Depuis 2003, lors du G8 d’Évian où de nombreuses entreprises genevoises avaient été victimes de vandales, les autorités reconnaissent aujourd’hui qu’il est impossible d’éviter ces incidents. Malgré cela, le gouvernement préfère réagir après coup plutôt que prendre des mesures préventives.
La conseillère d’État Delphine Bachmann a affirmé que l’administration assumerait ses obligations. Toutefois, la véritable responsabilité revient à adopter des stratégies pour empêcher ces violences, comme interdire temporairement les manifestations à risque.
Au lieu de cela, le choix s’est porté sur une solution réactive : transférer la charge sur les citoyens. Alors que les vandales agissent librement, les commerçants subissent et les contribuables paient. Les aides allant de 3 000 à 100 000 francs représentent une somme publique qui pourrait être utilisée pour stimuler l’économie ou améliorer la qualité des services publics. Or, cette ressource est consacrée uniquement au réparateur des dégâts causés par des groupes extrémistes que l’État refuse de stopper.

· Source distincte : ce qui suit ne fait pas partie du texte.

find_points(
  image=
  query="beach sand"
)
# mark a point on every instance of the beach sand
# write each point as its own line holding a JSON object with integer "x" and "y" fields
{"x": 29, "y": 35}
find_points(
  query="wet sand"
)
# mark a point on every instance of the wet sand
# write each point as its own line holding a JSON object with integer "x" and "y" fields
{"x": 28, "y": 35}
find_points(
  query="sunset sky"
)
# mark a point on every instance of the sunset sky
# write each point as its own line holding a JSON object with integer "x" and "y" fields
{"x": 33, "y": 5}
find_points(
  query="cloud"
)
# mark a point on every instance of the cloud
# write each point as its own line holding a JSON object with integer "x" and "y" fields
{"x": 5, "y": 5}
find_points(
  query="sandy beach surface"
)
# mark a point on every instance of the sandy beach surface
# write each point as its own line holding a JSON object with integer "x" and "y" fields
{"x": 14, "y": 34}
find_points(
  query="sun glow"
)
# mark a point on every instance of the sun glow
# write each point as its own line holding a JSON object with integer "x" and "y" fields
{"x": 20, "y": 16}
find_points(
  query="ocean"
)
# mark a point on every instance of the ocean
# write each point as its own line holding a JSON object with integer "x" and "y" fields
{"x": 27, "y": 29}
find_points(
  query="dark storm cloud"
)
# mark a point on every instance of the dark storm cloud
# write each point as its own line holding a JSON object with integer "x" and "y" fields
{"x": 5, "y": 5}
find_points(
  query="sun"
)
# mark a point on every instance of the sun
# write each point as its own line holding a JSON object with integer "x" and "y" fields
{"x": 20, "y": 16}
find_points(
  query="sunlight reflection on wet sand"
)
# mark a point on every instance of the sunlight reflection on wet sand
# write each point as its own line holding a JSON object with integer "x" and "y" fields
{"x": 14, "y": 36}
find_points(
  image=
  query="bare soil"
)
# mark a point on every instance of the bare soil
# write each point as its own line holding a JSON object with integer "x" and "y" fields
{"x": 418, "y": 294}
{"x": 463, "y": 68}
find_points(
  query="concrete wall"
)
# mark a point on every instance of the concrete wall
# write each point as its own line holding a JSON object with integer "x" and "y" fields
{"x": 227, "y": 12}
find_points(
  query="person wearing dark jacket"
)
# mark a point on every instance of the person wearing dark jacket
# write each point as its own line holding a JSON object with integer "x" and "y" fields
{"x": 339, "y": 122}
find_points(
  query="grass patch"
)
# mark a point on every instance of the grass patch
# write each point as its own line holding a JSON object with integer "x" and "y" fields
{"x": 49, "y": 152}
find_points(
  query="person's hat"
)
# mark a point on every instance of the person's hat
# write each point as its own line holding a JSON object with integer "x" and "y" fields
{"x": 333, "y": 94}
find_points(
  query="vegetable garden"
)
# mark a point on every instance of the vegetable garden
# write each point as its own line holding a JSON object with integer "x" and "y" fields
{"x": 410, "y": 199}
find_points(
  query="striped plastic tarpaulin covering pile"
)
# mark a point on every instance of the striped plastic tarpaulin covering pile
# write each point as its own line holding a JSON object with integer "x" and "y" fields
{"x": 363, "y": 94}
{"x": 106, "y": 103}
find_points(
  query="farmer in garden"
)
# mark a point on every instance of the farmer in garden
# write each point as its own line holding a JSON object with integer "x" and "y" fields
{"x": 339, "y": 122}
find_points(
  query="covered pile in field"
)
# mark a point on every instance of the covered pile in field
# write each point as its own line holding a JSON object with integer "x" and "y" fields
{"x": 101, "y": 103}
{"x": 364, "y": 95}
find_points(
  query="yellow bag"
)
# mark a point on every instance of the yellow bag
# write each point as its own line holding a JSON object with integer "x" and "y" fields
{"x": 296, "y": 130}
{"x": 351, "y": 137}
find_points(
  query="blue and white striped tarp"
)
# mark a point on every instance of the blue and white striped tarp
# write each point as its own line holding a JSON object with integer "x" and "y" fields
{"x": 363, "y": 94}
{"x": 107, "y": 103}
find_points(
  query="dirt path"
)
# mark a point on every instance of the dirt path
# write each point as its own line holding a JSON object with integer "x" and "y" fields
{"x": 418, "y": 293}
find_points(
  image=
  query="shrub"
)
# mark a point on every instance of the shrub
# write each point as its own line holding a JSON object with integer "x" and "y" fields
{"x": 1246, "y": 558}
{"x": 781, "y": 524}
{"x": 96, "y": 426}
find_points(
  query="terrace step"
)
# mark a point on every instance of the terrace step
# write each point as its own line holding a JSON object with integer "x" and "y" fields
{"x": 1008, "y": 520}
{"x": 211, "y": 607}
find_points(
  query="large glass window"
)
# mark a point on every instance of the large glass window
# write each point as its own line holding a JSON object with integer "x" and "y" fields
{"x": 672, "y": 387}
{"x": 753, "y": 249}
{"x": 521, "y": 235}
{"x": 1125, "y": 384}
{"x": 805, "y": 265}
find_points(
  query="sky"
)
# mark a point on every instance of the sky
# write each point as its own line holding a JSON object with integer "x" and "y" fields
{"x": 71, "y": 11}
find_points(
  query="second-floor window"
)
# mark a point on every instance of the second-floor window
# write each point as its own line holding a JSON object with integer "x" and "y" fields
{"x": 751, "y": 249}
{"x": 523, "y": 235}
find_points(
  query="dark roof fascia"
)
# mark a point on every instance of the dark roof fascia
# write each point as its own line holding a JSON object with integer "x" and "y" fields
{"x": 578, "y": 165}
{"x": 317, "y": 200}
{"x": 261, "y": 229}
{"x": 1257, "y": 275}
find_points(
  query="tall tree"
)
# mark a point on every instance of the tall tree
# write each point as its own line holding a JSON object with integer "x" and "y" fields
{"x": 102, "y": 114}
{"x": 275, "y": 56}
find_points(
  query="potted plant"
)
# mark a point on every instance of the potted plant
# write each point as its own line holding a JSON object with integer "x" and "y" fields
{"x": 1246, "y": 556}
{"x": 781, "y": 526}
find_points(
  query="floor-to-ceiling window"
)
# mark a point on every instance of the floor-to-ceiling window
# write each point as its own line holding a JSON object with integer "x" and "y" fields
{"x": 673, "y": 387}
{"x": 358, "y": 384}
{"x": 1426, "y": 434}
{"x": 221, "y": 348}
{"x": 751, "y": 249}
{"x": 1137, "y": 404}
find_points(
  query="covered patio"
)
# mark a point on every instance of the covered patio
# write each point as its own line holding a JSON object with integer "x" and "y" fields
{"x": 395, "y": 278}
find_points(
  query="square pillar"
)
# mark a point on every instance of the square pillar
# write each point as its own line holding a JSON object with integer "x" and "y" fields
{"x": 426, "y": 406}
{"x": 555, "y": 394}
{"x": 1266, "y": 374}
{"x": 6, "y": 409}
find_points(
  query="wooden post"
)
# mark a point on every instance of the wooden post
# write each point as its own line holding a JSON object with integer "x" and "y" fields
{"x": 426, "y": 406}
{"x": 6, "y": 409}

Cette logique est inacceptable. En toute sphère, la prévention est primordiale face aux risques. Lorsqu’il s’agit de violences politiques, le choix entre protéger les libertés et garantir la sécurité des citoyens n’est pas évident pour l’autorité publique.
À l’encontre du cadre légal, les responsables évitent d’identifier clairement les responsabilités. Le résultat ? Une signalisation désastreuse de l’insuffisance des mesures préventives.
Encore une fois, ceux qui respectent la loi paient pour ceux qui ne le font pas.